Last week, the class was working backwards – we visited a field of cow bones and considered evidence to try and decide how they got there. The exercise was designed to get us thinking about taphonomy, the state of remains as they enter and exist in the fossil record. It explains why so few fossils are actually articulated in the shape of a skeleton; factors like wind, snow, and scavengers all play a role in shuffling the bones in such a way that they’re hard to make sense of. It was remarkable to see that dead cow spread fifty meters across the plain – modern forces like the wind and snow and scavengers work fast. The cow died a matter of years ago. Once I considered that effect of destructive ecological factors, I gained an appreciation for just how perfect the depositional environment must be for a fossil in the deep past to be preserved well. It has to be swallowed by mud almost immediately, and then left undisturbed for millions of years. Without brilliant archaeologists to assemble odd bones into the dinosaurs we know and love, we wouldn’t know what we know or know what to love. Their work is vitally important, and based on the principles of taphonomy that we learned in the field.

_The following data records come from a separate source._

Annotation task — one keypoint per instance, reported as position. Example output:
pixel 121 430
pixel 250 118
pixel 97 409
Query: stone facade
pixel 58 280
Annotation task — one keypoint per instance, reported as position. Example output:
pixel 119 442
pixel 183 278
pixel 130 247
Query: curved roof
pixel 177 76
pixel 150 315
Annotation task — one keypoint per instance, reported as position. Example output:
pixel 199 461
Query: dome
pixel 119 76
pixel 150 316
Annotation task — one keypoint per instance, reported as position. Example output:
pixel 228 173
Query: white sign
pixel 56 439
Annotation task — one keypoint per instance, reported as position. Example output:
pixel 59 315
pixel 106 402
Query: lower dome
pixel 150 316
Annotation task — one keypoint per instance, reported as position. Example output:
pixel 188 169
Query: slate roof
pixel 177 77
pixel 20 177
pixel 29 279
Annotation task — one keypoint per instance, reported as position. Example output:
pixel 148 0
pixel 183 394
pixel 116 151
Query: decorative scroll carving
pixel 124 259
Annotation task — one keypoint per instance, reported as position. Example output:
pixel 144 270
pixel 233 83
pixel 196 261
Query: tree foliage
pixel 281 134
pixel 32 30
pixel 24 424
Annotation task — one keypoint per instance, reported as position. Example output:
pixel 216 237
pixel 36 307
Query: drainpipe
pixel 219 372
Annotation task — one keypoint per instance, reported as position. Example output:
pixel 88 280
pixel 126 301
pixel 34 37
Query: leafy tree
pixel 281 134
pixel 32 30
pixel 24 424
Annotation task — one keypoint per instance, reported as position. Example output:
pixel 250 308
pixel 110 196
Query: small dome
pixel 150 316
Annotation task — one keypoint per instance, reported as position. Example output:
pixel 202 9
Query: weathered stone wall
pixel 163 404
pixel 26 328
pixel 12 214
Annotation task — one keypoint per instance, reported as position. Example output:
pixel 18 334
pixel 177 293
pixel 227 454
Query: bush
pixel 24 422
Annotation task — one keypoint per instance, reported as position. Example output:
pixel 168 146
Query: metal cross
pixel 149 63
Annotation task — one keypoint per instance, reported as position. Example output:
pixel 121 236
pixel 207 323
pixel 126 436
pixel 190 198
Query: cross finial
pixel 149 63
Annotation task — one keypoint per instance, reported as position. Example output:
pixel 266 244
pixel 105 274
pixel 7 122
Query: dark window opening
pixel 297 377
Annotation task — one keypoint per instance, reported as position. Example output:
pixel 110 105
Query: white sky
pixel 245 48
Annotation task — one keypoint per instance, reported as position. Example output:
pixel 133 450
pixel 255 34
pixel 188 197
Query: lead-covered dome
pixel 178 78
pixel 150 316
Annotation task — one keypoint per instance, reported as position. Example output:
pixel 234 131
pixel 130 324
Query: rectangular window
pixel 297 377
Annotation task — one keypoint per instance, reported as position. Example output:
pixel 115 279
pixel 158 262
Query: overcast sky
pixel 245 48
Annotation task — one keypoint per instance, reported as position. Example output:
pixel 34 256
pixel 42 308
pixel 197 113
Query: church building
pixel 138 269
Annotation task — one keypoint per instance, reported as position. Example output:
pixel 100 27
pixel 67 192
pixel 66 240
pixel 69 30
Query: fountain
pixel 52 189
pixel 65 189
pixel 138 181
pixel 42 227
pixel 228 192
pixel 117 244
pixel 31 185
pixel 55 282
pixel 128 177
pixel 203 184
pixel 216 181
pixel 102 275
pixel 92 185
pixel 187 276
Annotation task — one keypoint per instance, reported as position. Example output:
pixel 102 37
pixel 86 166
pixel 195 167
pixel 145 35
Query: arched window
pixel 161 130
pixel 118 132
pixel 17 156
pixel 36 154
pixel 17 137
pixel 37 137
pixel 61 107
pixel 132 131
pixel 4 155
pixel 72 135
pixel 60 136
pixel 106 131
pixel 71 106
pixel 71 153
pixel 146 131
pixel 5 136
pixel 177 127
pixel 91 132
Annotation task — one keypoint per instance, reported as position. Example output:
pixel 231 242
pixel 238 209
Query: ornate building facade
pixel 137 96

We worked backwards at the La Prele mammoth site, too. Archaeologists have spent years there excavating mammoth remains and ancient human artifacts with one overarching goal: piecing together the social dynamics of hunter-gatherer tribes. Ancient people might as well be aliens to us, but when we think about them as compared to modern humans, it turns out that they were making some of the same practical judgements that we do. Their presence in Central Wyoming is explained by the same reason that the Oregon Trail or I-80 exists there: the break in the Rocky Mountains that allows easier travel. Our problems were their problems, and our solution was their solution, too.
I’ve learned that the approach that explains ancient mysteries with modern logic – working backwards – succeeds in paleontology and archaeology. I’m reminded that deep time is still time on Earth and is bound by most of the same rules that we are. It’s all connected, and that’s no conspiracy.